Jeevananthan-23 commented 1 year ago

Hello @mikemccand / @mch2, I could like to understand incontext of how shard promotion (Leader Election) works with the below proposals. May why not consider distributed consensus algorithm like RAFT.

Send a {n} (n is larger than the largest segment counter in current SegmentInfos) to master node before segment replication progress so that master can tell the newly promoted Primary Shard not to generate any segment less than {n}. To reduce the pressure of master node, we don't need to send this information every time. For example, if the max segment is _4.si in primary's current SegmentInfos, we can send _rw(or 1004 in decimal) to master node. After segment increases to _rw.si, we send _1jo(or 2004 in decimal) to master node.

what happen when master primary shard dies at first inside the cluster and newly prometed primary shard has same segment number and how promotion happens?

Before choosing a replica doing promotion progress, master node must ask all replicas whose replication state is newest.

Using distributed consensus algorithm like Raft should be the great choice because copying the merged segment and transfer to replicas and support learder election as @mikemccand mentioned in his blog Segment Replication cluster state.

Originally posted by @Jeevananthan-23 in https://github.com/opensearch-project/OpenSearch/issues/2212#issuecomment-1429784251

Jeevananthan-23 commented 1 year ago

Tracking existing Shard Promotion(Leader Election):

Segment counter #4365
Replica checkpoints #3988 & #4295
SegmentCommitInfo #5701
Translog from Remote #6195
Raft consensus
- The raft consensus algorithm also uses translog( AppendEntry ), the randomized timeout for leader election, and more.

mch2 commented 1 year ago

@Jeevananthan-23 Thanks for raising this! Consensus is useful for electing cluster manager nodes, but I don't think it's required on primary failure.

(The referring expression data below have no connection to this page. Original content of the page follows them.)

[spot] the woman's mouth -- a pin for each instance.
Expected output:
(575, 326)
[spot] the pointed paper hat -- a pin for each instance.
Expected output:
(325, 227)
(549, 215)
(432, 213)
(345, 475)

2212 is around handling failover within a replication group with segment replication enabled. During the failover case today, the cluster manager node makes a decision on which replica should be elected as the new primary within the replication group here, by considering only if the candidate is active & selecting the furthest ahead in terms of OpenSearch version. With segment replication, we also want to take into account the candidate's latest SegmentInfos version. We want to do this to ensure that we are 1) not reindexing documents that have already been indexed and 2) to avoid creating new segments of the same name that already exist somewhere within the replication group.

what happen when master primary shard dies at first inside the cluster and newly promoted primary shard has same segment number and how promotion happens?

This is the desired case with segment replication. The newly promoted primary would have previously been syncing segments with the old primary, so it will have up to the old primary's latest segments at the time of failover. The new primary will continue indexing and create new segments that no other replica in the group has.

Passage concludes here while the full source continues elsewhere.